Fresh travel misery for rail passengers

Rail passengers face a third consecutive day of disruption on Thursday because of a strike by train drivers which will again cripple services.

Members of Aslef at LNER, TransPennine Express and Northern Trains will walk out for the day following similar action over the past two days at other operators.

Aslef is embroiled in a near two year long dispute over pay and conditions, which is now the longest ever in the railway industry.

Disruption is also likely on the day after strike action and services may start later and finish earlier than usual.

Northern said it will also not run any services on Thursday.

LNER will run more than 40 services between London, Edinburgh and West Yorkshire, equivalent to around a quarter of its usual timetable.

Aslef members at 16 train operators are continuing with a week-long ban on overtime which will also cause disruption to services until the weekend.

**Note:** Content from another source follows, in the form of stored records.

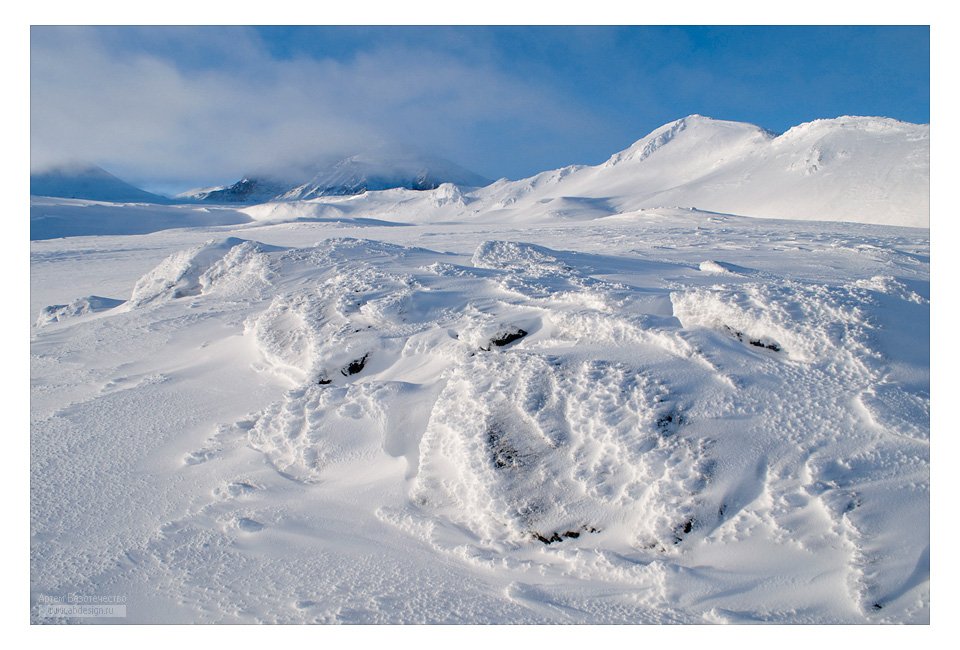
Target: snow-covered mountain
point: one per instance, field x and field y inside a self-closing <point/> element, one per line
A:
<point x="246" y="190"/>
<point x="87" y="181"/>
<point x="369" y="171"/>
<point x="864" y="169"/>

The Rail Delivery Group (RDG) has invited Aslef to a meeting to try to find some common ground before negotiations can restart, raising tentative hopes of a breakthrough.

Aslef general secretary Mick Whelan speaks to the media on a picket line at Euston train station in London
Aslef general secretary Mick Whelan speaks to the media on a picket line at Euston train station in London (Jordan Pettitt/PA)

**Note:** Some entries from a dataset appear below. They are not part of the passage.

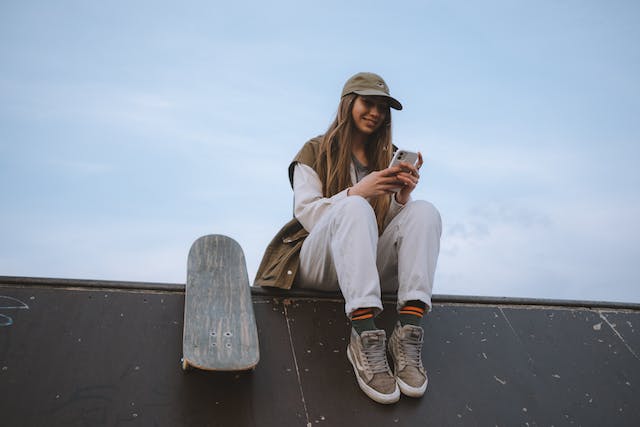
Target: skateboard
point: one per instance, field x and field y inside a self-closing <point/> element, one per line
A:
<point x="220" y="332"/>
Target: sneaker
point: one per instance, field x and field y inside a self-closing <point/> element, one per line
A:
<point x="405" y="346"/>
<point x="367" y="353"/>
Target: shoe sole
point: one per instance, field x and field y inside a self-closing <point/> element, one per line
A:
<point x="410" y="391"/>
<point x="369" y="391"/>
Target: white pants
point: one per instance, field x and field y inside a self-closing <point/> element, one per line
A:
<point x="343" y="251"/>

Mick Whelan, general secretary of Aslef, said pay deals at the 16 Train Operating Companies (TOCs) involved in the dispute ran out in 2019, adding: “Train drivers at these TOCs have not had an increase in salary for five years. That is completely wrong.

“The employers and the Government think we are going to give up and run away. They’re wrong.”

Pubs close to railway stations are suffering losses on strike days, often having to cancel music gigs and other events.

None of the train companies involved in the dispute are using the new law aimed at ensuring a minimum level of service during strikes.

Unions have warned that the law is unworkable and potentially dangerous if rail passengers believe a certain number of trains will run on strikes days.

The RDG said the strikes were inflicting more damage to the rail industry, which it added was receiving up to an additional £54 million a week in taxpayer money.

The Department for Transport said the Transport Secretary and Rail Minister had facilitated a pay offer that would take train drivers’ average salaries up to £65,000 a year, almost twice the UK average.